Researchers examining what happened to 4,248 families that were randomly given or denied federal housing vouchers to move out of their high-poverty neighborhoods found no significant difference about seven years later between the achievement of children who moved to more middle-class neighborhoods and those who didn't.
Although some children had more stable lives and better academic results after the moves, the researchers said, on average there was no improvement. Boys and brighter students appeared to have more behavioral problems in their new schools, the studies found.
"Research has in fact found surprisingly little convincing evidence that neighborhoods play a key role in children's educational success," says one of the two reports on the Web site of the Hoover Institution's journal Education Next.
Experts often debate the factors in student achievement. Many point to teacher quality, others to parental involvement and others to economic and cultural issues.
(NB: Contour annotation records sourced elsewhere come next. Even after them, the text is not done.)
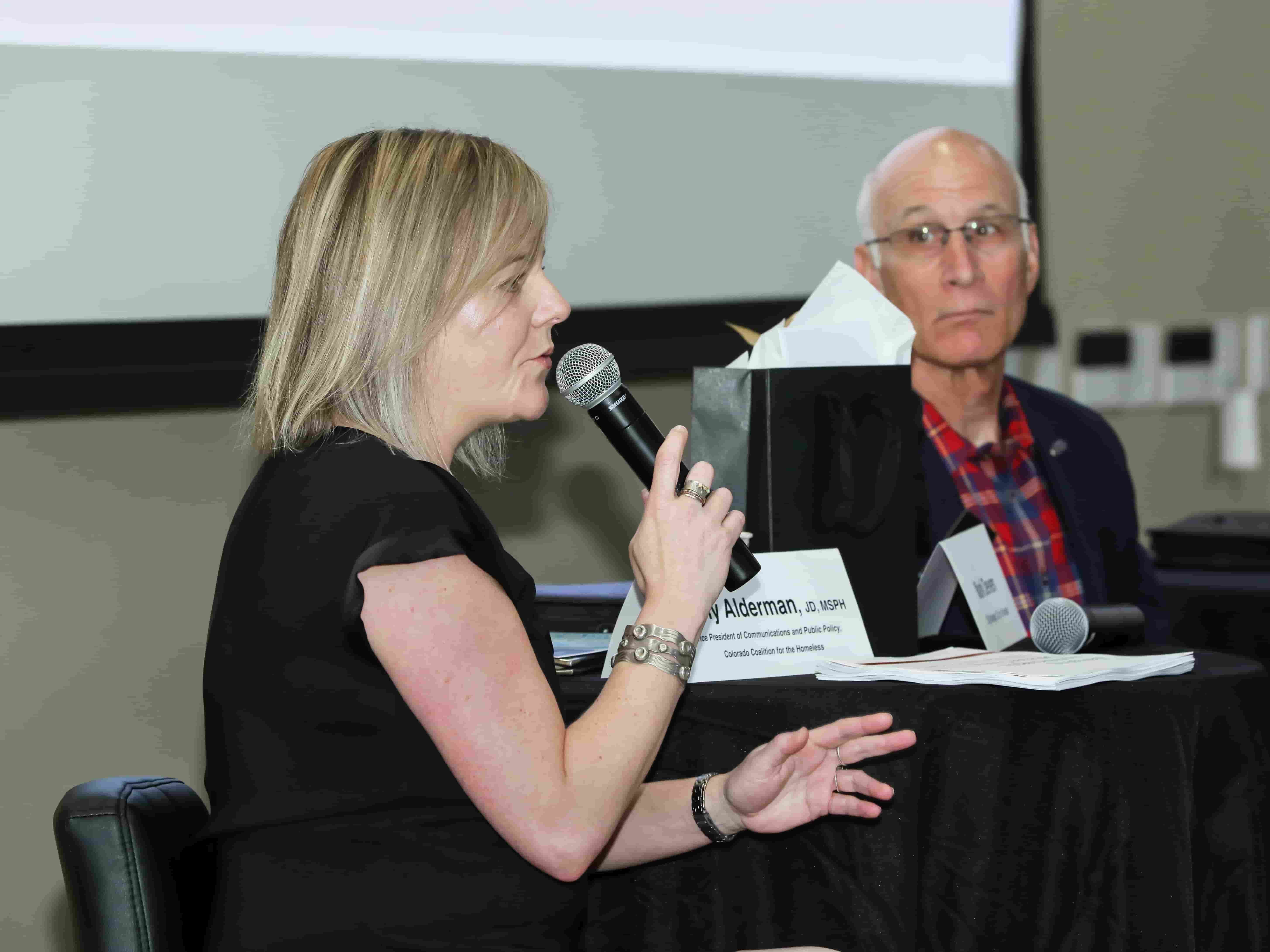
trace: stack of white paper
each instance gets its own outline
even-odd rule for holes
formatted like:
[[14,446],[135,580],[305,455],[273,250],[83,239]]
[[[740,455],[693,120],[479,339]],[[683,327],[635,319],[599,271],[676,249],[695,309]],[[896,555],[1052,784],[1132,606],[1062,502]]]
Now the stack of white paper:
[[917,684],[1002,684],[1033,691],[1064,691],[1101,680],[1138,680],[1185,674],[1195,655],[1045,655],[1031,651],[968,651],[946,647],[912,658],[826,659],[815,677],[824,680],[907,680]]

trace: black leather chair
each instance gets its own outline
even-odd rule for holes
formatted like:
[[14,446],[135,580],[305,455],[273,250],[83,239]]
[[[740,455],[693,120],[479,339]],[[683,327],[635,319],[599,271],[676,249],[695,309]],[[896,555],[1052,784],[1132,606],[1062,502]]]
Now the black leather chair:
[[201,948],[210,864],[190,842],[207,821],[170,777],[105,777],[71,788],[53,814],[81,952]]

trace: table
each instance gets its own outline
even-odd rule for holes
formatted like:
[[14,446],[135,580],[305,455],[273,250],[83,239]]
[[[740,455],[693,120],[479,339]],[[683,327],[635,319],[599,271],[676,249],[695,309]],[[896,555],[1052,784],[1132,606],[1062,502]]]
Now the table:
[[[566,713],[599,687],[561,679]],[[597,875],[587,948],[1266,948],[1267,696],[1260,664],[1200,650],[1190,674],[1064,692],[691,685],[655,779],[724,770],[775,732],[870,711],[917,745],[869,767],[897,791],[878,820],[826,817]]]

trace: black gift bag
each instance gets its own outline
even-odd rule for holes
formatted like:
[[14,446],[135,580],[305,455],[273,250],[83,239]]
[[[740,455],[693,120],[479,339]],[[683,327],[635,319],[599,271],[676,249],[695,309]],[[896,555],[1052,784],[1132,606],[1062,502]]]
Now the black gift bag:
[[926,485],[908,367],[697,367],[691,439],[754,552],[837,548],[874,654],[917,652]]

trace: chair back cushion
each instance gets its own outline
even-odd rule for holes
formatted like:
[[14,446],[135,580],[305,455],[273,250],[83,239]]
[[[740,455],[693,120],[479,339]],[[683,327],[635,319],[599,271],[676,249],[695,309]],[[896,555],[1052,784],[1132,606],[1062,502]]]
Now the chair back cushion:
[[185,952],[202,932],[206,861],[188,849],[207,823],[170,777],[105,777],[71,788],[53,814],[81,952]]

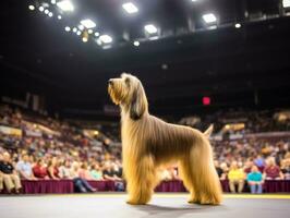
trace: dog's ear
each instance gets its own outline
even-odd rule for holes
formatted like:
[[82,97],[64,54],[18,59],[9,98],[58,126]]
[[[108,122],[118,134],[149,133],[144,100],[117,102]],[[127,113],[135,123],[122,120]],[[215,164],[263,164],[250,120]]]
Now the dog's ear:
[[132,120],[138,120],[146,109],[146,97],[143,87],[138,84],[134,90],[130,107],[130,118]]

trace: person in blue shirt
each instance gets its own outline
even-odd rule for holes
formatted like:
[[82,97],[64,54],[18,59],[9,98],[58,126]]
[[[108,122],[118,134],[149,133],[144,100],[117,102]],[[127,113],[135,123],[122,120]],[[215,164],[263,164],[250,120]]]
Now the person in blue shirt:
[[246,175],[247,184],[252,194],[261,194],[263,192],[263,174],[258,171],[257,166],[253,166],[251,172]]

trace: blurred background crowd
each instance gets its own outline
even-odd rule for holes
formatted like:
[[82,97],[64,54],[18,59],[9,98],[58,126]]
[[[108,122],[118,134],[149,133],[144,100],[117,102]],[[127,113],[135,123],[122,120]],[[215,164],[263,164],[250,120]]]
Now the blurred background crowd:
[[[215,166],[231,192],[262,193],[265,180],[290,180],[290,113],[230,110],[182,118],[210,137]],[[178,167],[160,169],[161,180],[179,180]],[[21,192],[21,180],[73,180],[80,192],[96,192],[90,180],[116,181],[123,191],[119,125],[68,122],[0,107],[0,191]]]

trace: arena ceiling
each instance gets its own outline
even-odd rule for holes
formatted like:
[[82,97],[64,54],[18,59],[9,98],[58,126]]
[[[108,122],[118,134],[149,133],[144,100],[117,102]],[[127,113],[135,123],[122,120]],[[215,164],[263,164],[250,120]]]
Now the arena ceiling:
[[[157,113],[204,109],[203,96],[212,108],[289,106],[287,0],[132,0],[133,14],[122,7],[129,0],[71,2],[71,12],[53,0],[1,3],[2,95],[31,92],[45,96],[51,111],[101,114],[108,78],[130,72]],[[205,14],[216,21],[206,23]],[[80,29],[86,19],[96,24],[92,34]],[[148,34],[148,24],[157,32]]]

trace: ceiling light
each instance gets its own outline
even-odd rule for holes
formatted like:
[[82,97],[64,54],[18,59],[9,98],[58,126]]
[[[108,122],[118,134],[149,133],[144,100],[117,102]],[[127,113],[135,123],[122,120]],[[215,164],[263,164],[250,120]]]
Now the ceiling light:
[[35,7],[34,5],[28,5],[28,9],[33,11],[33,10],[35,10]]
[[242,25],[239,24],[239,23],[234,24],[234,27],[235,27],[235,28],[241,28],[241,26],[242,26]]
[[215,16],[215,14],[213,13],[208,13],[208,14],[204,14],[203,15],[203,20],[206,22],[206,23],[214,23],[217,21],[217,17]]
[[290,0],[283,0],[283,8],[290,8]]
[[135,7],[135,4],[133,4],[132,2],[123,3],[122,8],[130,14],[138,12],[137,7]]
[[156,34],[157,33],[157,28],[155,27],[155,25],[153,24],[148,24],[144,26],[144,29],[149,33],[149,34]]
[[138,41],[134,41],[133,44],[134,44],[134,46],[136,46],[136,47],[140,46],[140,43],[138,43]]
[[99,39],[104,43],[104,44],[110,44],[112,43],[112,37],[110,37],[109,35],[101,35],[99,37]]
[[81,31],[84,31],[84,26],[83,25],[78,25],[78,28],[81,29]]
[[58,8],[60,8],[62,11],[73,11],[73,4],[72,2],[64,0],[57,3]]
[[83,24],[86,28],[94,28],[96,26],[96,23],[89,19],[81,21],[81,24]]

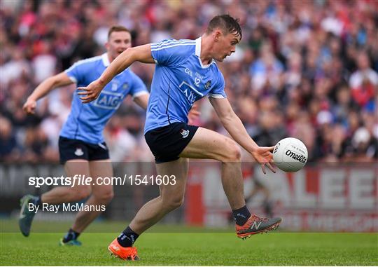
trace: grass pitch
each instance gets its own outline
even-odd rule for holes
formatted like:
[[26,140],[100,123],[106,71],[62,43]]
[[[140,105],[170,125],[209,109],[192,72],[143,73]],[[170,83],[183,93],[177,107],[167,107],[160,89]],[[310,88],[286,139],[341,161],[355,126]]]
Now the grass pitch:
[[[43,223],[36,222],[36,225]],[[97,225],[96,225],[97,224]],[[4,225],[4,224],[3,224]],[[125,224],[114,228],[106,223],[92,228],[115,233],[88,232],[79,240],[83,245],[59,247],[62,233],[4,233],[0,240],[1,266],[377,266],[377,233],[272,232],[246,240],[234,233],[193,233],[181,228],[172,233],[164,226],[141,235],[136,243],[139,261],[110,256],[108,245]],[[158,229],[158,228],[155,228]],[[62,229],[62,231],[65,228]],[[192,231],[188,233],[188,231]]]

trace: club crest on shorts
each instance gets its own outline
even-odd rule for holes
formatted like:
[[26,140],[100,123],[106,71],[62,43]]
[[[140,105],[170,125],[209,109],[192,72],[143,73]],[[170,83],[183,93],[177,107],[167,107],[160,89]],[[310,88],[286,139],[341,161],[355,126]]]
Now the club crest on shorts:
[[84,155],[84,152],[83,152],[83,149],[81,149],[80,147],[76,147],[76,150],[75,151],[75,155],[80,156]]
[[205,83],[205,89],[210,88],[210,86],[211,86],[211,80],[207,81],[207,82]]
[[186,138],[189,135],[189,130],[181,129],[180,130],[180,133],[183,136],[183,138]]

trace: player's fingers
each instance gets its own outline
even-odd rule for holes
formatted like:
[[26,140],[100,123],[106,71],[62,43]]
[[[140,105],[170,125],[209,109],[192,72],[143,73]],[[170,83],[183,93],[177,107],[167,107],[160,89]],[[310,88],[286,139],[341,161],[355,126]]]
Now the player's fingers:
[[88,88],[88,87],[78,87],[78,90],[79,91],[90,91],[92,89]]
[[261,170],[262,170],[262,172],[264,173],[264,174],[267,174],[267,171],[265,170],[265,163],[261,164]]
[[83,91],[83,92],[78,92],[77,94],[79,95],[90,95],[91,93],[91,92],[90,91]]

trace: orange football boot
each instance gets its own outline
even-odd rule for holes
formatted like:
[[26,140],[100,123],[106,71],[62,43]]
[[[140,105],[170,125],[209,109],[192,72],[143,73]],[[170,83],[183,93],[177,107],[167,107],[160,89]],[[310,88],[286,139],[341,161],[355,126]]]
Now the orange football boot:
[[251,215],[248,221],[242,226],[236,225],[237,235],[243,240],[259,233],[267,233],[274,230],[282,221],[281,218],[260,218],[255,214]]
[[108,247],[108,250],[112,255],[117,258],[125,261],[138,261],[139,257],[137,255],[136,247],[122,247],[117,238],[115,238]]

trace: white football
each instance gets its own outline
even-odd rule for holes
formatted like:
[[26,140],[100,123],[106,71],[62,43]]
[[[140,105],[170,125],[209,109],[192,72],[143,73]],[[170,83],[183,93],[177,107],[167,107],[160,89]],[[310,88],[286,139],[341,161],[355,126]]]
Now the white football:
[[296,138],[281,139],[273,150],[274,165],[287,172],[295,172],[302,169],[306,165],[307,158],[307,148]]

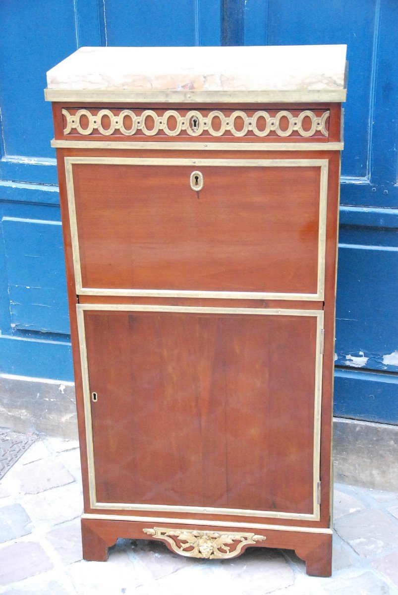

Some critics, and the researchers themselves, suggest that the new neighborhoods may not have been good enough to make a difference. Under the U.S. Department of Housing and Urban Development's Moving to Opportunity program, one group of families received vouchers that could be used only to move to neighborhoods with poverty rates below 10 percent, one group got vouchers without that restriction and one group did not receive vouchers. Families with the restricted vouchers moved to neighborhoods with poverty rates averaging 12.6 percent lower than those of similar families that did not move, but not the most affluent suburbs with the highest-performing schools.
"There is a wide body of evidence going back several decades to suggest that low-income students perform better in middle-class schools," said Richard D. Kahlenberg, senior fellow at the Washington-based Century Foundation. "But, in practice, Moving to Opportunity was more like moving to mediocrity."
Harvard University sociologist William Julius Wilson said that although the families that were studied moved to neighborhoods that weren't as poor, they still had many disadvantages. Three-fifths of the families relocated to neighborhoods that were still "highly racially segregated," he said, and "as many as 41 percent of those who entered low-poverty neighborhoods subsequently moved back to more-disadvantaged neighborhoods."
The authors of one of the new reports were Lisa Sanbonmatsu, a postdoctoral fellow at the National Bureau of Economic Research; Jeffrey Kling, a Brookings Institution economist; Greg J. Duncan, an education and social policy professor at Northwestern University; and Jeanne Brooks-Gunn, a child development and education professor at Columbia University.
They cite several possible explanations why students' performance did not improve when their families moved to less poverty-stricken neighborhoods in the Baltimore, Boston, Chicago, Los Angeles and New York areas. Some families returned to poorer neighborhoods after sampling a more middle-class environment. "For many families who remained in their new tracts, the poverty rate in their neighborhood increased around them," the researchers said.
Stefanie DeLuca, a Johns Hopkins University sociologist who wrote the second report based on interviews of Moving to Opportunity families in Baltimore, said many of the parents had little faith that better teaching in better schools would help their children. They felt it was up to their children to make education work.